In any event, it's a shame. Touting Wikipedia as a reference source - as, disgracefully, the Education Secretary did last month - is faddism not pedagogy. It undermines the distinction between expertise and its absence, and between knowledge and mere loudness; I'm sorry to see CiF's tolerance of it. I've noticed that my own contributions to CiF are treated the same way. Links to Wikipedia are regularly inserted after I've submitted copy. And it's not only CiF: other reputable opinion sites and online magazines follow the same practice. I'm amazed. Why do editors not ask the author of a piece for a a brief definition or summary of a particular concept if they feel it needs expansion? I'd gladly do it.

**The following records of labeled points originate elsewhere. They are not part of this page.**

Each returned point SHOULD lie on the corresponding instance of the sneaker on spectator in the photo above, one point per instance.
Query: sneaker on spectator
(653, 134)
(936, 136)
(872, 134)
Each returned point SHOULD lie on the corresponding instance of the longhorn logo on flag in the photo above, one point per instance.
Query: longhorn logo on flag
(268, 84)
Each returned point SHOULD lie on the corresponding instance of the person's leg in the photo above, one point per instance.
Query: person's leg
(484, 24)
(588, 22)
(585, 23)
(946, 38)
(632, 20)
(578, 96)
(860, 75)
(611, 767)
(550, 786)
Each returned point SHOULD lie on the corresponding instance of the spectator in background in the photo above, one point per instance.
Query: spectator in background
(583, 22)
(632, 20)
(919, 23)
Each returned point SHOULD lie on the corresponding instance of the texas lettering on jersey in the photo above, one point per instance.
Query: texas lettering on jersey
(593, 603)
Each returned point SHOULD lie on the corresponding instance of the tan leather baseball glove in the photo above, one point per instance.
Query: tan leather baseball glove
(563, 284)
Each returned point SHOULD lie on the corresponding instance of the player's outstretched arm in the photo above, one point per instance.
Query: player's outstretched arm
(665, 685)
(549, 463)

Here's another example why CiF and other sites ought to change practice. CiF's "Take Two" forum - an exchange of views between two contributors on a stated issue - comprises this week a controversy between the feminist writer Naomi Wolf and the sociologist Alan Wolfe. The question - on which one of those contributors has a monopoly of wisdom and sense - is: "Is America on the road to fascism?"

Sure enough, CiF's editors have linked to the Wikipedia entry for "fascism" (and so, reluctantly, do I, to make this point). I turned to it and found an article whose tone and quality can be illustrated with this excerpt, purportedly explaining the Hitler-Stalin pact:

Initially, the Soviet Union supported a coalition with the western powers against Nazi Germany and popular fronts in various countries against domestic fascism. This policy was largely unsuccessful due to the distrust shown by the western powers (especially Britain) towards the Soviet Union. The Munich Agreement between Germany, France and Britain heightened Soviet fears that the western powers were endeavoring to force them to bear the brunt of a war against Nazism. The lack of eagerness on the part of the British during diplomatic negotiations with the Soviets served to make the situation even worse. The Soviets changed their policy and negotiated a non-aggression pact known as the Molotov-Ribbentrop Pact in 1939.

Where do you start with this ignorant, pernicious and ungrammatical Stalinist propaganda? Do CiF's editors know (and perhaps they can tell me) that, instead of providing for their readers a working definition of fascism, they've linked to a piece of dreary agitprop that omits any reference to Stalin's expansionist designs? It's not an article you can judiciously amend with a few historical facts. It's ahistorical nonsense of a high order. Compare it with a serious and scholarly account of Stalin's attitude to the European powers, viz. R.C. Raack, Stalin's Drive to the West, 1938-1945, 1995, and particularly p. 20:

If we trace Stalin's hopes in the Czech crisis of 1938 back from the existing record of his secret Trotskyite programmatic leitmotif of war and revolution that took definite form just a year or so later during the Polish crisis of 1939, we can infer that in 1938, just as in 1939, Stalin very much wanted a general war with the West, though without his participation, with the British, French, and Germans bogged down in a reciprocally debilitating conflict over Czechoslovakia. It was just such a war that his quick agreement with Hitler, manufactured in not entirely dissimilar circumstances in the sumer of 1939, was clearly designed to encourage.

I recently commented on a trivial error in Wikipedia on which I could speak with some knowledge because it concerned my family. As I had expected, someone then corrected the relevant entry and pronounced that the revision showed that my criticism was ill founded. With respect: it didn't. My beef with Wikipedia is not that it contains errors - all reference sources do - but that by design it makes no discrimination between different kinds of contribution. Wikipedia is an essentially anti-intellectual venture. One correspondent asked why, if I had found an error in Wikipedia, I did not merely join in and correct it myself. My answer, I hope, is clear: because I believe it is better to carp from the sidelines and hope for the eventual implosion of the whole enterprise than to contribute constructively to incremental improvements in it.